The current generator emits:
orig: the first measured profile.wsl2404: offsets measured against the pinneddlx-elfbuild on WSL/Ubuntu 24.04.
The wsl2404 profile uses:
off_io=-0x3690
off_sec=0xbb0
rbase=0x220
buf_delta=0x702fff00 or 0x6f300000
system_delta=0x7042e500 or 0x7043e4ff
Why argv two-stage is not enough
A deterministic leak-then-exploit route would need this sequence in one
objdump process:
- Process file 1 and leak libc.
- Generate file 2 with the exact
systemdelta. - Process file 2 with the same ASLR layout.
That path did not hold for this trigger. In local GDB measurements with
objdump -W -r file1 file2, the DWARF relocation side effect that mutates
.debug_info ran for the first object only. The second object's relocation
table printed unmodified symbol names (s0, s1, and so on).
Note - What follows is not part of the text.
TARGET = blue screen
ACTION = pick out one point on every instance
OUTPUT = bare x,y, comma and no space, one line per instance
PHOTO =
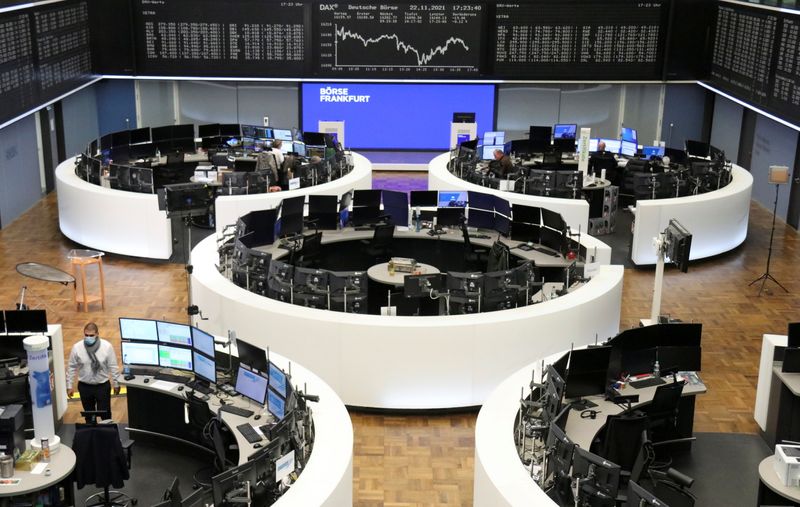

FIFO staging is also blocked in unmodified objdump: display_file() calls
get_file_size(), and get_file_size() rejects non-regular files before
bfd_openr().
Why a fixed single-file transform is not universal
The useful dynamic value in the corrupted FILE object is the existing libc
pointer at FILE+0x68:
_IO_2_1_stderr_ offset = 0x2044e0
system offset = 0x58750
For a page-aligned libc base, converting P = base + 0x2044e0 into
S = base + 0x58750 requires carry/borrow information from lower
little-endian bytes.
Counterexample over low 32 bits:
base_low = 0x0000: P bytes = e0 44 20 00, S bytes = 50 87 05 00
base_low = 0x8000: P bytes = e0 c4 20 00, S bytes = 50 07 06 00
The original byte 2 and byte 3 are identical in both cases (20 00), but the
desired byte 2 differs (05 versus 06) based on original byte 1.
The DLX relocation additions available to the payload operate on big-endian 8/16/32-bit fields in the target byte stream. Their carries flow from higher memory offsets toward lower memory offsets. They cannot make final byte 2 depend on original byte 1. PC-relative writes can set constants, but they do not introduce the missing dependency.
tools/search_pointer_transform.py is a sanity check for this reasoning. It
asks Z3 for fixed sequences consisting of one 32-bit relocation plus up to a
chosen number of 8/16-bit correction relocations, then brute-verifies any
candidate over all page-aligned low-32-bit bases.
Example:
python3 tools/search_pointer_transform.py --mode r32-first --max-extra 4
python3 tools/search_pointer_transform.py --mode r32-last --max-extra 4
Both forms found no universal transform up to four correction relocations in the tested operation class.
Result
The PoC should be described as ASLR-on and profile-dependent. It is not a universal single-file ASLR bypass.